The rise of Asia, the impact of disruptive technology and the need for workers with deeper and more adaptable skills are among the key challenges facing Singapore in the coming decades.
Second Minister for Trade and Industry S. Iswaran yesterday said at a dinner to cap the first day of the Singapore Economic Review Conference that the resurgence of Asia is not a new phenomenon but has intensified in recent years.
The Chinese economy remains formidable, despite concerns about its slowing growth. China is ascending the value chain, and will increasingly compete with Singapore in high-tech manufacturing sectors such as the semiconductor industry, he noted.
India, too, has announced "Make in India" and "Smart Cities" as two of its priorities, potentially creating a new manufacturing base in Asia.
THE BRIGHTER SIDE
We can anticipate intensifying competition for investments, markets, resources and talent in the region. On the brighter side, the rising affluence of Asia's growing middle class and the increasing sophistication of Asian consumers also hold tremendous opportunities for us.
MR S. ISWARAN, Second Minister for Trade and Industry
And Singapore is surrounded by regional emerging economies with untapped potential, said Mr Iswaran. This means it must continue to build on its strength as "the bridge between Asia and the rest of the world".
Mr Iswaran said: "We can anticipate intensifying competition for investments, markets, resources and talent in the region.
"On the brighter side, the rising affluence of Asia's growing middle class and the increasing sophistication of Asian consumers also hold tremendous opportunities for us."
Singapore will also need to manage new technologies which are reshaping all aspects of industry.
"Our challenge is not only whether we can adopt new technologies more quickly than others, but also if we create value by pushing the frontier in new ways," he said.
The minister emphasised that strengthening the Singaporean core of the workforce will be a key tenet of sustainable long-term growth. Even as it grapples with the challenges associated with an ageing population, policymakers are working to enhance labour force participation rates and skills.
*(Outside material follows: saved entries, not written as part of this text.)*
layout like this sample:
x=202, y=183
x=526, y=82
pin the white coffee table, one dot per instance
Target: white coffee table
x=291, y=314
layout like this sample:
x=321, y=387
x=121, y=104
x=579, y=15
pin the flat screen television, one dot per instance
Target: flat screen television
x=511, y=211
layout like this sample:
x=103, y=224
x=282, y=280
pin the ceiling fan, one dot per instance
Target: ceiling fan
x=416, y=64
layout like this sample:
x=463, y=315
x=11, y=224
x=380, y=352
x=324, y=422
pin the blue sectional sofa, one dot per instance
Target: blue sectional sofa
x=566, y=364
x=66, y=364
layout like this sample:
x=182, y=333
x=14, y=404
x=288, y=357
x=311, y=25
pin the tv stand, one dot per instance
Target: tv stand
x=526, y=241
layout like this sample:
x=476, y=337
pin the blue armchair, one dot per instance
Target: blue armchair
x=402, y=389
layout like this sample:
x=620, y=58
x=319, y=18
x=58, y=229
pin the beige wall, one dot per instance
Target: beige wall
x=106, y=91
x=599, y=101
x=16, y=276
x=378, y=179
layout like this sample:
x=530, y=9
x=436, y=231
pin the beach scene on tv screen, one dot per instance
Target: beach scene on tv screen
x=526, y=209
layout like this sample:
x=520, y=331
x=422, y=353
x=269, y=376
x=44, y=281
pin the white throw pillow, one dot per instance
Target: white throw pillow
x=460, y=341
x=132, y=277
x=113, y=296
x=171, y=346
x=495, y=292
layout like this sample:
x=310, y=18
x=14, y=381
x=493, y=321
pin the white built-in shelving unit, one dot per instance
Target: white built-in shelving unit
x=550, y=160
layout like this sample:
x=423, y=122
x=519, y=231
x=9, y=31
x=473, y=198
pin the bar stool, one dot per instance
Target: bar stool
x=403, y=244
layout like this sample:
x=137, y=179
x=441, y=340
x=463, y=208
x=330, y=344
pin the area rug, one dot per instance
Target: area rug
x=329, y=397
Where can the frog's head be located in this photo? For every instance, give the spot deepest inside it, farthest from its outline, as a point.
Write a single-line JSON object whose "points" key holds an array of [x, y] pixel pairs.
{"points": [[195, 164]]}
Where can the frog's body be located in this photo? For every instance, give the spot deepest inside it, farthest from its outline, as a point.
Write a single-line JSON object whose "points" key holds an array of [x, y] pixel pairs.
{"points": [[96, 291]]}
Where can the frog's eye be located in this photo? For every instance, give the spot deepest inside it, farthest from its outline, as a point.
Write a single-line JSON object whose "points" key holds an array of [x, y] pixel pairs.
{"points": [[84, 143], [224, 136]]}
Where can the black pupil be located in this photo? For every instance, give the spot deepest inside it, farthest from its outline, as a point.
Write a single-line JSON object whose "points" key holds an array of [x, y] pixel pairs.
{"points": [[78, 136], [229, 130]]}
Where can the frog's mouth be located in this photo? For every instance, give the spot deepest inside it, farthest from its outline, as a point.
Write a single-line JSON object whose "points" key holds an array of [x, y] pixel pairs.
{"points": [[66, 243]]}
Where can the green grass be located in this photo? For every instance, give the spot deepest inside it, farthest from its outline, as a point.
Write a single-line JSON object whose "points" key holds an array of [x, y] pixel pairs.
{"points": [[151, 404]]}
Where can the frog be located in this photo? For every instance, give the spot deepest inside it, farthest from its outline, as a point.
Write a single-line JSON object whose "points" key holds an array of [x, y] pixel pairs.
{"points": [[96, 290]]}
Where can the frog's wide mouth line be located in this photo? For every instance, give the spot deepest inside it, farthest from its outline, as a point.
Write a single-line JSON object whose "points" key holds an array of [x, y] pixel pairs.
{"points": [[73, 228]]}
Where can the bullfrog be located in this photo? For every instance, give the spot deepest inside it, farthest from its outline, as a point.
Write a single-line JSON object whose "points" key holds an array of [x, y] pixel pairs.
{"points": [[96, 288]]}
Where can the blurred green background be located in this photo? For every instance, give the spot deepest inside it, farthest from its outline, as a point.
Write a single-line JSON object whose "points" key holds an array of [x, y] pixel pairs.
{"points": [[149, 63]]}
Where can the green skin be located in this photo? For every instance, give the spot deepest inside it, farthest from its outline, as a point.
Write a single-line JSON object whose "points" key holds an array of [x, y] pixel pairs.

Mr Iswaran was not the only government official who sought to paint a picture of Singapore's future during yesterday's conference, which attracted 330 economists, business people and past and current policymakers from nearly 40 countries.
It is the flagship event of the quarterly Singapore Economic Review, the journal of the Economic Society of Singapore. It is edited by Nanyang Technological University economist Euston Quah.
Monetary Authority of Singapore managing director Ravi Menon told the gathering at the Mandarin Orchard Hotel how he envisages Singapore in 2065 and what the major growth drivers in the coming five decades could be.
In 50 years, the global centre of economic gravity will have shifted decisively to Asia and Singapore will benefit from its trade and investment links with Asian giants such as China, India and Indonesia, Mr Menon said.
Also, a thriving "ideas economy" will have taken root in Singapore by 2065, with the creation of economic value associated increasingly with "dematerialised products" such as telecommunications, algorithms, software, design, testing and research, he added.